Inflation and Stock Returns at B3/Inflacao e Retornos de Acoes na B3.

AutorChaves, Carlos
CargoTexto en ingles - Ensayo
  1. Introduction

    We study the empirical relation between inflation and stock returns at B3, the Brazilian stock exchange. We use weekly real returns for Ibovespa (the stock market index), the Brazil 5-year CDS, the Bloomberg Ibovespa target for the next 12 months, Ibovespa earnings per share forecasts, the VIX index and, from the Focus survey, forecasts for the next 12 months of CPI (IPCA) inflation, industrial production growth and GDP growth (1).

    We find robust evidence of a negative relation between expected inflation on stock returns. From July 2005 to December 2016, in our main specification (regression 3, in Table 2), a 1 percentage point increase in expected inflation for the next 12 months from the Focus survey is associated with a 0.57 percentage point decline in the weekly real returns for Ibovespa. We control for country risk, the VIX index, industrial production forecasts and other variables. The coefficient on expected inflation is statistically significant at the 1 percent level. With a value of 0.57, it is also economically significant.

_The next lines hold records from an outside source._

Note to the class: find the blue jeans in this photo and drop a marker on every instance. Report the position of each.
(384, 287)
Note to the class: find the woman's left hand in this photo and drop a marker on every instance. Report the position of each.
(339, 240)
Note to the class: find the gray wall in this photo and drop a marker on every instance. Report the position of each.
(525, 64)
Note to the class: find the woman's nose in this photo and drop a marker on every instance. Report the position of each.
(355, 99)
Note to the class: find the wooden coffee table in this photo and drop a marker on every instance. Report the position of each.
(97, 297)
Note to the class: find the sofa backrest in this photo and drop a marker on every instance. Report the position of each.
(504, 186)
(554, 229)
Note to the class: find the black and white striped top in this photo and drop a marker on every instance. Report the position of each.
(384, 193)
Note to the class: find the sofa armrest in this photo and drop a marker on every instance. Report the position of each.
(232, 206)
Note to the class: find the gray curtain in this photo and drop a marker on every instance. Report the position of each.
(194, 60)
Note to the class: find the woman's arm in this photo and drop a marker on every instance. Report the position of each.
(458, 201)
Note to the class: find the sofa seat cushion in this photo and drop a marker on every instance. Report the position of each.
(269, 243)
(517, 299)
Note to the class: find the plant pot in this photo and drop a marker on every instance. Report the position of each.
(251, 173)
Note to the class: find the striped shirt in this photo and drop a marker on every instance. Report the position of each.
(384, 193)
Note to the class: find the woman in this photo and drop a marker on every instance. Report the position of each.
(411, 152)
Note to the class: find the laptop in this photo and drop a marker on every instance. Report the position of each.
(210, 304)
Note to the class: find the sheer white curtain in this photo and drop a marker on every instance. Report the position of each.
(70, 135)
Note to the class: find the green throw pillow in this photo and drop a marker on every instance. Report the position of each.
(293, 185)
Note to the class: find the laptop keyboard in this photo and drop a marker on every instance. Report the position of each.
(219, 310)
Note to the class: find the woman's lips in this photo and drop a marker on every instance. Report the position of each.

    We also observe a negative relation between expected industrial production growth and stock returns. An increase of 1 percentage point in the industrial production growth forecasts is associated to decrease of real stock returns of 0.23 percentage points. Moreover, we find that the Ibovespa returns react negatively to changes of the 5-year CDS and the VIX index.

    The negative relation between inflation and stock returns has been related to a decrease in future earnings per share (Sharpe, 2002). However, we do not find any statistically significant relation between inflation and earnings forecasts for Ibovespa.

    Figure 1 shows cumulated nominal and real returns for Ibovespa and cumulated inflation measured by the CPI (IPCA) from January 2000 to December 2016. Cumulated inflation during the period is equal to 182.8 percent. Cumulated Ibovespa returns are 252.4 percent. An investor who invested in the Ibovespa portfolio earned cumulated real returns of only 17.2 percent during the whole period, approximately 1 percent per year.

    Fama and Schwert (1977) pointed out the negative correlation between inflation and returns of financial assets, including real stock returns. According to Feldstein (1980), in an early explanation, the negative correlation between inflation and stock returns is due to the nominal capital gains generated by inflation, which results in higher tax rates.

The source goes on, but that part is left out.